# Forum Home Renovation Plastering  Converting 90mm cornice to squareset or shadowline?

## Master Splinter

I'm trying to get a handle on the work involved in taking out a standard 90mm cornice and reworking the join to either squareset or something like shadowline. (I'm trying to go for a more modern look!) 
Is this a viable idea, or would the amount of fiddly work involved in making good the area typically hidden by the cornice be getting close to a "it'd be less hassle to resheet the walls" benchmark?

----------


## Vernonv

It's probably one of those things that you won't know until after the cornice is off. But my bet is that it will be easier to re-sheet. 
The cornice may not come off cleanly and could tear the paper on the wall/ceiling. If it does come off without tearing the paper, there will probably be a fair bit of cleanup work to remove the left over cornice cement. 
The other thing you may encounter is an excessive gap between the wall and ceiling sheets which would make squareset more difficult (although not impossible). 
Having said that, I have a feeling that the shadowline stuff needs to be done from scratch anyway.

----------


## Rod Dyson

It is a tricky job and have done a few, where people have changed their mind after cornice had gone up. 
Never impossible but how difficult it would be would depend on how the sheets were hung in the first place.  
I would forget about shadow line (P50 angle), this does need to be set up right from the start.  
However square set is not out of the question. The cornice adhesive can be cleaned off with a bit of work and a sharp scraper. If the gap is more than 15mm cut strips of plasterboard and nail in place, then tape the join created on the walls and ceiling with paper tape, just the width of a 4" stripper.  
If the gap is only 15mm fill it with cornice adhesive. and scrape back when it sets. Don't leave it too long to scrape back. Then use a ps17 90 deg internal angle to create the square set. This is like an external angle but reversed to make an internal. So the metal bead covers 30mm down the wall and out from the ceiling reinforcing or covering most of the infill pieces that you would put in. In fact the wider the gap the easier it would be to cut in the strips. When you tape the join keep it narrow don't spread the plaster out form the corner wider than the 4" stripper.
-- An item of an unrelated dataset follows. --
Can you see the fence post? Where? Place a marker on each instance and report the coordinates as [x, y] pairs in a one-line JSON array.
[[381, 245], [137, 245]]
That will make all the following coats easier.  
Normally I don't like using this angle but for this purpose it is perfect as it will hide a lot of sins!! 
The angle can be trowelled out each side with a 4" for a first coat 6" for the 2nd and 8" for the topcoat.  
You will find this will give you a very clean finish,  
I would give the square set a go, it can be done well using the angles and is more labour intensive but a dam sight cheaper than re sheeting the walls and ceilings. If that is the look you are after.

----------


## Master Splinter

Thanks muchly - that angle sounds like it would make it a lot more robust and possibly easier than I was expecting!

----------